I remember watching Claude generate many thousands of lines of code to build a Calendar-syncing app. It reached its 5-hour limit three times before finally calling it a day. Running that app for the first time, the anticipation was real: this felt like a new era for software development!
But what I got was a broken legacy system with no maintenance and a ridiculous amount of bloat. It had built its own autoscaling, but it could not sync a calendar.
Claude, like most people, thinks of software development as adding stuff. Testing, refactoring, simplifying and fighting entropy are not on its beautiful silicon mind at all.
The average Lovable user has a very similar arc. They start with the euphoria of finally ditching those pesky devs. The machine can do it for them! But then, gradually, the machine starts doing the wrong things. It moves a button without being asked. Something that used to work is now different or broken. After a few hundred prompts, the system becomes so brittle that it becomes unreliable. Adding a simple feature means retesting the entire app.

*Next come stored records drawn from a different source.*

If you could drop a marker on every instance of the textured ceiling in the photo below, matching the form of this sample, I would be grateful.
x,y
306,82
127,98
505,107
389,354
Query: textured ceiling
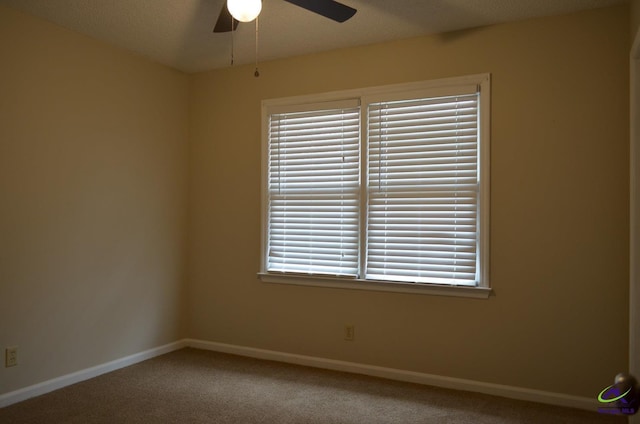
x,y
178,33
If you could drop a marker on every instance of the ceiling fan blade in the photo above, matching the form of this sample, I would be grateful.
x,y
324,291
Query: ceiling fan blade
x,y
328,8
224,20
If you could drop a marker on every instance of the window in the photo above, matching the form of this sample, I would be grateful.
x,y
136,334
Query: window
x,y
383,188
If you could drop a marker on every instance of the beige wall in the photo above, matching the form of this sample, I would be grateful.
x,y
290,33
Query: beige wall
x,y
93,158
635,18
559,223
93,190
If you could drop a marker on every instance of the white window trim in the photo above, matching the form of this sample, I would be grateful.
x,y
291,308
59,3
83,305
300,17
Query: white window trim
x,y
481,291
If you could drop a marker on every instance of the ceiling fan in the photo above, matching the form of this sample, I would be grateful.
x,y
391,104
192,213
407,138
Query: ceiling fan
x,y
328,8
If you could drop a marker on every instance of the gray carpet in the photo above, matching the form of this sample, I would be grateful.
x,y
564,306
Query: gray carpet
x,y
196,386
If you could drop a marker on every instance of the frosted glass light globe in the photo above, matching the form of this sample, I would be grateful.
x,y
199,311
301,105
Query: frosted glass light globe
x,y
244,10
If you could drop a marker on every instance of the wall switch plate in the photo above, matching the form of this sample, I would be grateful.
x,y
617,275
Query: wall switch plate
x,y
11,357
349,332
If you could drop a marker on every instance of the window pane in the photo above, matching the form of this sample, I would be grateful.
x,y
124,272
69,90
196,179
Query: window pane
x,y
423,190
313,189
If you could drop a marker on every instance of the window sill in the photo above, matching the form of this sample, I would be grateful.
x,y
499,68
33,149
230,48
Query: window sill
x,y
339,283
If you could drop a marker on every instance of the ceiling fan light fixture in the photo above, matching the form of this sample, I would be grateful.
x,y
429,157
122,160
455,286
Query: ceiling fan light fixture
x,y
244,10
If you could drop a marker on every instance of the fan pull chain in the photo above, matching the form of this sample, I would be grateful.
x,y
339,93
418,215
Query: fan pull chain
x,y
257,72
232,39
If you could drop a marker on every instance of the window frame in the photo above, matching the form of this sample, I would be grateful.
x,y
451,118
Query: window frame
x,y
430,88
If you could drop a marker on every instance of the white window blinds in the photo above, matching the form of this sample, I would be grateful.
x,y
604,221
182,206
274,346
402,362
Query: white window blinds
x,y
313,191
423,190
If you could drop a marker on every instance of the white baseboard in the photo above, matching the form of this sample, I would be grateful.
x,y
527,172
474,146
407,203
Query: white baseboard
x,y
511,392
78,376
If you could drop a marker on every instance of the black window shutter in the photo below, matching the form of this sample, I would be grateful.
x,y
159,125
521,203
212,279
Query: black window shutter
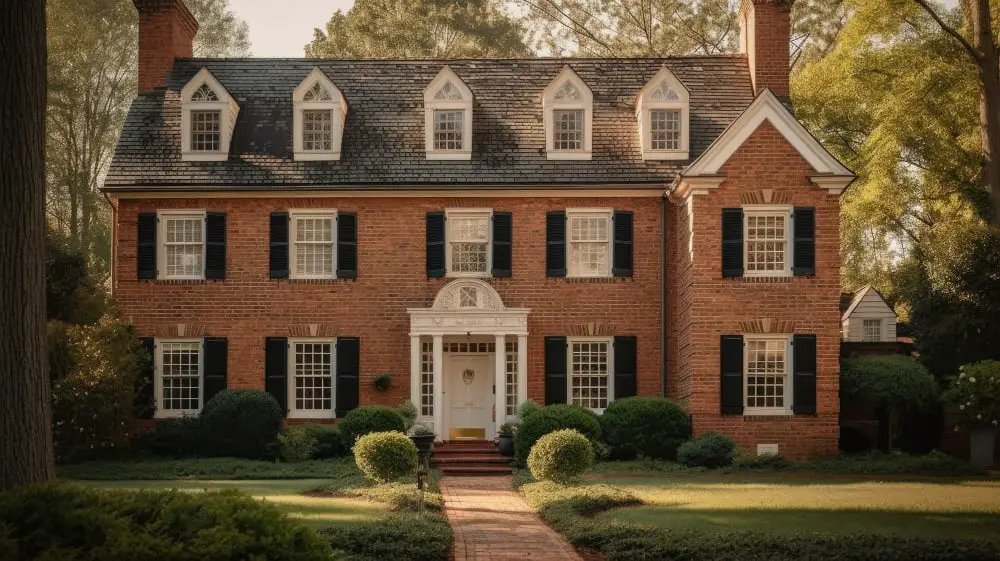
x,y
347,245
216,365
279,245
804,249
215,245
625,366
503,237
143,400
435,244
276,370
555,370
732,242
804,374
347,384
146,251
731,392
622,253
555,244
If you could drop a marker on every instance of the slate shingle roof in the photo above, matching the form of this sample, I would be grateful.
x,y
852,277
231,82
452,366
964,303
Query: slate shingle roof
x,y
383,142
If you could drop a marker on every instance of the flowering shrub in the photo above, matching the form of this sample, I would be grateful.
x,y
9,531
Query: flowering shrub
x,y
976,393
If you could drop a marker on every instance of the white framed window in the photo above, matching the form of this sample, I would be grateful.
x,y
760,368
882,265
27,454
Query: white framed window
x,y
311,388
767,241
663,109
179,380
180,244
468,246
588,241
448,118
313,235
319,111
767,379
568,108
208,116
590,381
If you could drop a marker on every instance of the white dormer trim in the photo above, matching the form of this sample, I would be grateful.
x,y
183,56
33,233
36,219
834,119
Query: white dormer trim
x,y
332,100
447,92
224,104
664,92
555,98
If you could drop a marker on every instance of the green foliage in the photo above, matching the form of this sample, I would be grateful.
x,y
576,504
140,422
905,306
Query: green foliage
x,y
537,424
385,456
711,450
651,427
62,521
242,423
560,456
368,419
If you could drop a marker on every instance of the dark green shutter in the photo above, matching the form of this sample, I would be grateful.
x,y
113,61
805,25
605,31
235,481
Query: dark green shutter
x,y
276,370
347,245
279,245
732,242
731,391
804,245
625,366
215,245
555,370
216,366
146,250
503,237
347,385
435,244
622,254
555,244
804,374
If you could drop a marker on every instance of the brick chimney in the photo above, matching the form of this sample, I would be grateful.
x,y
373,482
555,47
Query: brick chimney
x,y
765,30
166,32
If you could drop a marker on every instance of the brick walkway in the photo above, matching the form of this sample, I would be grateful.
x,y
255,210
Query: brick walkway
x,y
491,522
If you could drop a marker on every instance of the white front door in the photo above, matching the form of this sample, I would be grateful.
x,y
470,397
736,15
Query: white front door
x,y
468,382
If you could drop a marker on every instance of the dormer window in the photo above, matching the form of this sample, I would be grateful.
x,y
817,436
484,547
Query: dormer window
x,y
663,113
448,118
207,119
319,113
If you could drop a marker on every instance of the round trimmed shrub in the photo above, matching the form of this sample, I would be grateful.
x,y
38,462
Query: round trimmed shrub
x,y
544,420
385,456
560,456
709,450
368,419
242,423
651,427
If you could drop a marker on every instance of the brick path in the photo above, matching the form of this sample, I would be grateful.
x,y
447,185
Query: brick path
x,y
491,522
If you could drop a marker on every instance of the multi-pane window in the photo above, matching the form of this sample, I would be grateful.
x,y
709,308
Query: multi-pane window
x,y
317,130
205,131
448,127
665,129
312,378
180,377
766,374
589,374
568,133
589,244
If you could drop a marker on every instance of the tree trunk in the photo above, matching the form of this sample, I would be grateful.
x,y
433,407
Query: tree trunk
x,y
25,408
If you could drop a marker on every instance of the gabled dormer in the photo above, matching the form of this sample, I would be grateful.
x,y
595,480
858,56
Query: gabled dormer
x,y
208,115
448,118
663,111
318,123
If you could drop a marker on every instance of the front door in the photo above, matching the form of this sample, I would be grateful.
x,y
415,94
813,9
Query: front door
x,y
469,396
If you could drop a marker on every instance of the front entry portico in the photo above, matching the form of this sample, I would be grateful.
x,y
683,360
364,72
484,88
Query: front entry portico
x,y
468,361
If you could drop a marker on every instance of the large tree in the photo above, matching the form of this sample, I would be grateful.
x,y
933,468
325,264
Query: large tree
x,y
25,410
420,29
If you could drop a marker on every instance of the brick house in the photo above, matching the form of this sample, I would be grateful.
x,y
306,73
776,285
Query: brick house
x,y
485,232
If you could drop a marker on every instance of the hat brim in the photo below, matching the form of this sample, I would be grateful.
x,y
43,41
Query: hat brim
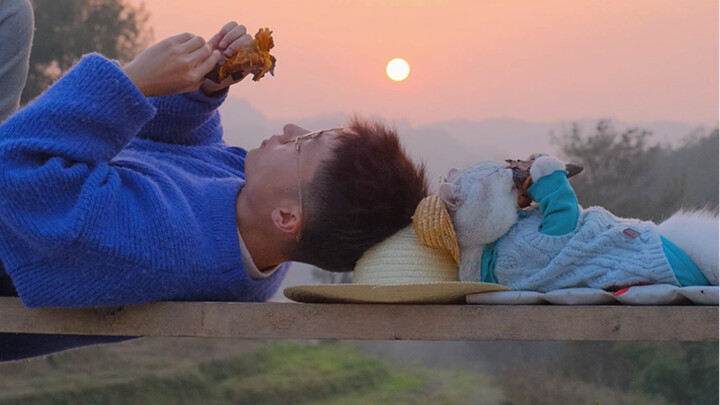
x,y
453,292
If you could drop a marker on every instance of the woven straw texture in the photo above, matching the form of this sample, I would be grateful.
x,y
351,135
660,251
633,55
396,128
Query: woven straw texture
x,y
433,226
400,270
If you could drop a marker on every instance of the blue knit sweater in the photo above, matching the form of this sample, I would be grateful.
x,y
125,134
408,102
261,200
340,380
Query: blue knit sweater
x,y
110,198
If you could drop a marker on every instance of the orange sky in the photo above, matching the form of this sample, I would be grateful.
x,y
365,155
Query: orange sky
x,y
635,60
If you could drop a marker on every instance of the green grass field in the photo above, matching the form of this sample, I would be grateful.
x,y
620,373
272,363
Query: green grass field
x,y
218,371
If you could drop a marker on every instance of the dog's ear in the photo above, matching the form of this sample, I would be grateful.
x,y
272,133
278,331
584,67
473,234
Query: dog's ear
x,y
453,174
449,193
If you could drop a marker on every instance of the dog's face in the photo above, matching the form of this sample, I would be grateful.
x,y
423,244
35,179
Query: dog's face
x,y
482,202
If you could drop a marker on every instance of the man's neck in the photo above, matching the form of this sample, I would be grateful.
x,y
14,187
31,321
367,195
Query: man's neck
x,y
257,236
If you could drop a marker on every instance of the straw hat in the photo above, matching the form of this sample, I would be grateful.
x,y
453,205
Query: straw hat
x,y
401,269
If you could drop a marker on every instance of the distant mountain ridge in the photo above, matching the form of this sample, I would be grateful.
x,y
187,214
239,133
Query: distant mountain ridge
x,y
455,143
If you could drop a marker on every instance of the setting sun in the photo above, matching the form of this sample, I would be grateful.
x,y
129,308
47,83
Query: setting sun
x,y
398,69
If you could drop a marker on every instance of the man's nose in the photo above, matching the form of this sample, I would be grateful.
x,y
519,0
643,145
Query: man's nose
x,y
292,131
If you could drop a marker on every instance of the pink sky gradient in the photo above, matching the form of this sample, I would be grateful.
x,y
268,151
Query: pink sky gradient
x,y
634,60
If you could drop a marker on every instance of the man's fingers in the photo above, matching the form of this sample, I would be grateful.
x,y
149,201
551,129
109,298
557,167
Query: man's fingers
x,y
235,45
192,44
236,32
181,38
209,64
201,54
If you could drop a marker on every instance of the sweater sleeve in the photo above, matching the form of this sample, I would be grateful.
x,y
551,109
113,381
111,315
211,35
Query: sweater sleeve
x,y
55,153
185,119
558,203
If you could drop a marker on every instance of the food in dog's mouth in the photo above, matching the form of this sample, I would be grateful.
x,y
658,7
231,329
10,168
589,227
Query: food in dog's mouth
x,y
523,181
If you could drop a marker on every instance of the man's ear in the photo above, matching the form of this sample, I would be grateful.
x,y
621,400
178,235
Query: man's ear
x,y
287,219
449,194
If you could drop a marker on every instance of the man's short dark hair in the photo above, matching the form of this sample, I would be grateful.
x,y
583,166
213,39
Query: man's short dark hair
x,y
365,192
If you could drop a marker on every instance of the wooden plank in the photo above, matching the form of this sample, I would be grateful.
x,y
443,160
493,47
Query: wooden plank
x,y
372,322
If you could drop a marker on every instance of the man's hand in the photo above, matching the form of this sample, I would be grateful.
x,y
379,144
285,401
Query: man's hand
x,y
172,66
231,37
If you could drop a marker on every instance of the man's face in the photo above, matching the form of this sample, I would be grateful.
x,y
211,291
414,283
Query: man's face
x,y
273,170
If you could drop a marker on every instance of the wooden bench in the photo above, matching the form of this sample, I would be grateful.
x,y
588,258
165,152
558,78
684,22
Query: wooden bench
x,y
371,322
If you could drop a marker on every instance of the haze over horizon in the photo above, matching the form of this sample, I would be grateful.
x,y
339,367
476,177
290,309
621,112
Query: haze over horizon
x,y
557,60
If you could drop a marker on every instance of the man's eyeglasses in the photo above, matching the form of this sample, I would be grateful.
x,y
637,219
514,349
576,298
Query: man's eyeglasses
x,y
298,140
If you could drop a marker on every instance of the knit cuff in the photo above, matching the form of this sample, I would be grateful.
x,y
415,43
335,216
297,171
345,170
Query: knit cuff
x,y
185,119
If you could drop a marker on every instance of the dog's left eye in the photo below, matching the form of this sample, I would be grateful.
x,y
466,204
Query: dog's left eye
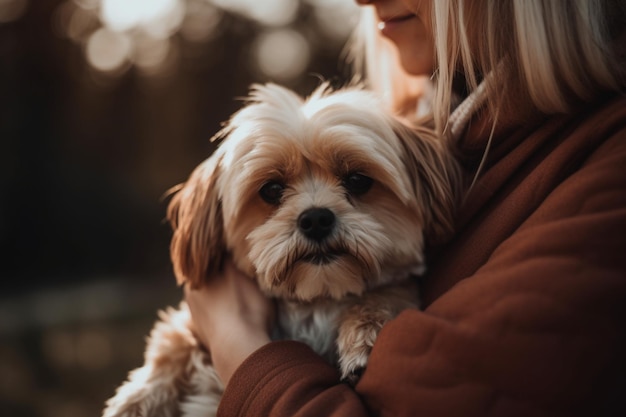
x,y
272,192
357,184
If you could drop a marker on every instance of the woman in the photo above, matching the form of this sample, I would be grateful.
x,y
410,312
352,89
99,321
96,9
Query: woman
x,y
524,308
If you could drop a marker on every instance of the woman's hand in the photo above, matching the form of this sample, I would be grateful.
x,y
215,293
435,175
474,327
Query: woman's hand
x,y
232,317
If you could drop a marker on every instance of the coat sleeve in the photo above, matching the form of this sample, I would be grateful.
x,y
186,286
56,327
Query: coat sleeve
x,y
537,330
288,379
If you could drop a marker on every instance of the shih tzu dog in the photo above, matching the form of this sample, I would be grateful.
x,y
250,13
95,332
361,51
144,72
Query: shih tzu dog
x,y
326,202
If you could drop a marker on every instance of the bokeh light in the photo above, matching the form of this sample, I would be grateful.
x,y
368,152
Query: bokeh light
x,y
282,54
107,50
271,13
121,34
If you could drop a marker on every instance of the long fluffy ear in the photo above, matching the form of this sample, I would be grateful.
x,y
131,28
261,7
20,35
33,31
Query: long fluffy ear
x,y
435,177
197,248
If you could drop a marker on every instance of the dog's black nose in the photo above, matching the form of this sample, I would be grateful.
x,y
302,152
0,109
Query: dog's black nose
x,y
316,223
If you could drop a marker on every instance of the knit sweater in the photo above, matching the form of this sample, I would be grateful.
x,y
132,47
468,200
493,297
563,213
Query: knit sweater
x,y
524,308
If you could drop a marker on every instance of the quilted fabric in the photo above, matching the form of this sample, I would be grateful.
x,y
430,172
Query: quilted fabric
x,y
525,309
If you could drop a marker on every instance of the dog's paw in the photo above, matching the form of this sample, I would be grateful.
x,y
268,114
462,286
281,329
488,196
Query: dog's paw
x,y
354,344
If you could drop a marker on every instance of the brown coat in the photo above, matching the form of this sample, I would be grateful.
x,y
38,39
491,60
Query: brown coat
x,y
525,309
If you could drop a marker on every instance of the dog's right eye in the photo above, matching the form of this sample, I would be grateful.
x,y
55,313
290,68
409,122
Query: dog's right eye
x,y
272,192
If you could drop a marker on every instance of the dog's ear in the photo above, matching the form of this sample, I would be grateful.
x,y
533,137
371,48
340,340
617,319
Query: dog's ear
x,y
435,178
197,248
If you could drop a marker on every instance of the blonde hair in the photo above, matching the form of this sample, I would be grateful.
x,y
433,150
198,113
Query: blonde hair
x,y
546,54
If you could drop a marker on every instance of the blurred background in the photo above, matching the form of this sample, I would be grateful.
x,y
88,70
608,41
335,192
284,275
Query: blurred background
x,y
104,105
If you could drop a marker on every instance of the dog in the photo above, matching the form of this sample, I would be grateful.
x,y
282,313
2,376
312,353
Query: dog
x,y
326,202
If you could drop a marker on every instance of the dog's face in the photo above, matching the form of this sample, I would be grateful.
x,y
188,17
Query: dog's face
x,y
315,198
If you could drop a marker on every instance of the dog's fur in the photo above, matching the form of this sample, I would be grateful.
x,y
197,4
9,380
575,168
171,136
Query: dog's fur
x,y
339,275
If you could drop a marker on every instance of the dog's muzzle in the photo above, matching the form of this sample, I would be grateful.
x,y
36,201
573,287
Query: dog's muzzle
x,y
316,223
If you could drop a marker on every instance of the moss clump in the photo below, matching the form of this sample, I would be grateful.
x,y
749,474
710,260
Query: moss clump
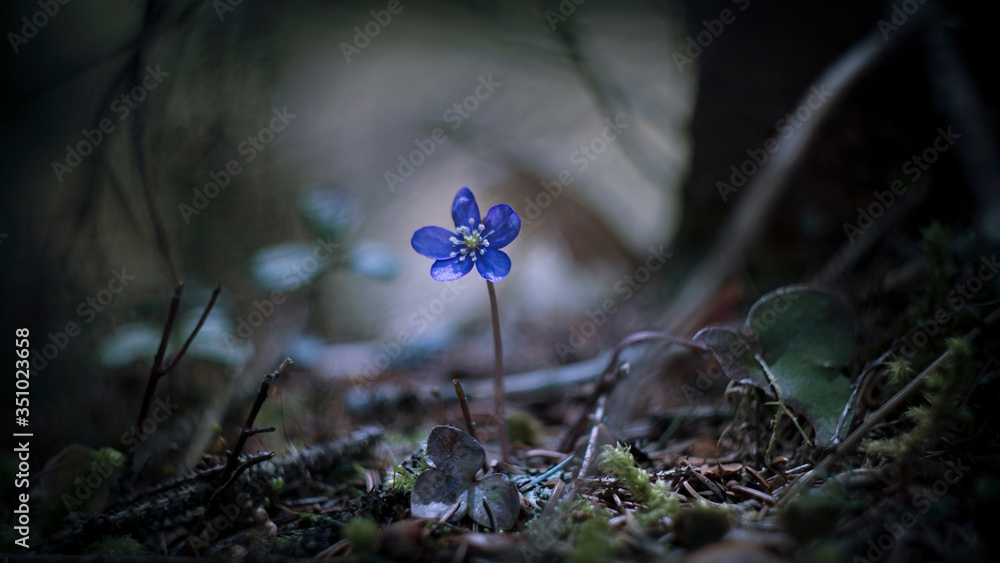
x,y
657,497
122,546
362,533
944,391
595,541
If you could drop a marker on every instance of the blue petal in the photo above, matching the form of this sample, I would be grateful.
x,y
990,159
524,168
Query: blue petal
x,y
464,210
433,242
494,265
451,269
505,222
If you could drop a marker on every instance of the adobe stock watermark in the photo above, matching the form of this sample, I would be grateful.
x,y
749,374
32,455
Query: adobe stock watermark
x,y
159,412
920,503
582,158
87,310
30,27
364,35
704,39
625,287
898,17
249,149
455,115
122,106
760,324
914,168
785,128
419,321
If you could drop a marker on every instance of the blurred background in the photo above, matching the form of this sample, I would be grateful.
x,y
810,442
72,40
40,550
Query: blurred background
x,y
288,151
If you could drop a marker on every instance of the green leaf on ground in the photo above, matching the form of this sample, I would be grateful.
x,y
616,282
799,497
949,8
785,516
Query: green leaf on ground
x,y
804,336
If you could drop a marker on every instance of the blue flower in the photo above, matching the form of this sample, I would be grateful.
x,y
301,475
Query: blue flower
x,y
475,241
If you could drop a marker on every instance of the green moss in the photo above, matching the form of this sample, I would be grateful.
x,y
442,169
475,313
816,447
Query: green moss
x,y
657,497
944,391
595,542
361,532
402,476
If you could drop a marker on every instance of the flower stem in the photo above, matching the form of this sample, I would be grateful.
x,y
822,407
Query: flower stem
x,y
498,373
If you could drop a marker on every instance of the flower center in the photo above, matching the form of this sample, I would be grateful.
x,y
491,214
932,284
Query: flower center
x,y
473,242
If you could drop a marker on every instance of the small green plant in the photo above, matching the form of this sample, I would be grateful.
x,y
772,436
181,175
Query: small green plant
x,y
362,533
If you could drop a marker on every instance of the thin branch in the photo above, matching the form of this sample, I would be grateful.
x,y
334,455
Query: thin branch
x,y
612,375
197,328
248,429
588,456
463,401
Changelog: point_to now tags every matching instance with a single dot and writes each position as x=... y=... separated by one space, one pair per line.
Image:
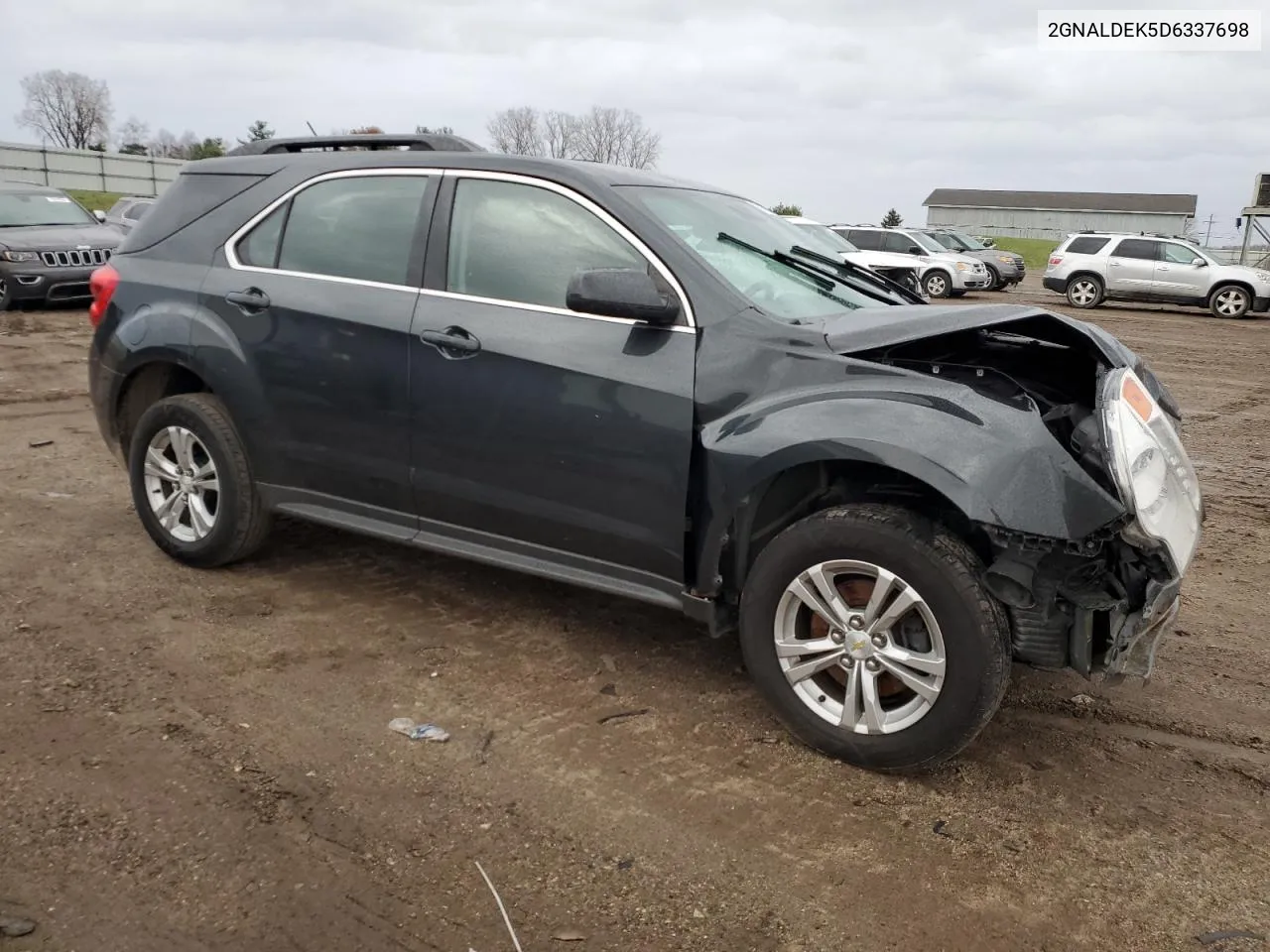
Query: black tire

Obviously, they blame Lovable. The Lovable Reddit is full of people claiming the tool got worse. This used to just work! They should blame software entropy instead.
I’m convinced we can write a refactoring agent. That’s almost trivial. Generating test automation is also solved. Coding agents generously add their own tests and can be instructed to write even more.
The problem is that in both cases, the system lacks a critical eye. The agent can generate code, but it doesn’t understand the product. You can have 100% code coverage and still have breaking changes. All the tests can pass while Claude hides the Save button in the About screen.
So, we need humans in the loop to keep this critical eye.
The big question is: for how long? Can we create a feedback loop that detects if something is broken? How much of the critical eye can we automate?
That’s the challenge of the next few months.
Solving entropy is the bottleneck for fully autonomous software development. As long as we don’t crack that nut, we will need to review and test every single output.
So, I’m running an experiment: How autonomous can an agent build a video game? How much human intervention is needed, and how fast does it derail? Can we get to the point where only high-level human guidance and creativity are needed? And what would such an alien design look like?
Those who want to follow along can take a look at Daily Doom. Every night, the agent reads the GitHub backlog and adds those features to the game. Every morning, my OpenClaw bot informs me of the progress that has been made and invites me to play-test them. If I have feedback, it adds that to the backlog. If not, it makes up more gameplay additions. It also writes a short daily blog post about what it did overnight.
The feedback mechanism is simple: there are unit tests and a Playwright script that takes screenshots of the gameplay. Those get interpreted by an LLM to test certain things. Is the healthbar still visible? These tests, like the gameplay, are completely autogenerated.
After a few difficult nights, the system is now up and running. The game is evolving on its own in a very non-human way. My task is just to report issues and to buy it some extra Anthropic tokens from time to time.
Three days in, the code is pretty messy already. There is an exposed (disabled) API key in the GitHub repo, along with a few really wonky game assets. That’s a wild start.
I’m curious to see how long we can get this going before entropy hits in such a way that a human is needed to clean it up. With a bit of luck, it’ll work for months.
But then, who knows, maybe software entropy is a solved issue?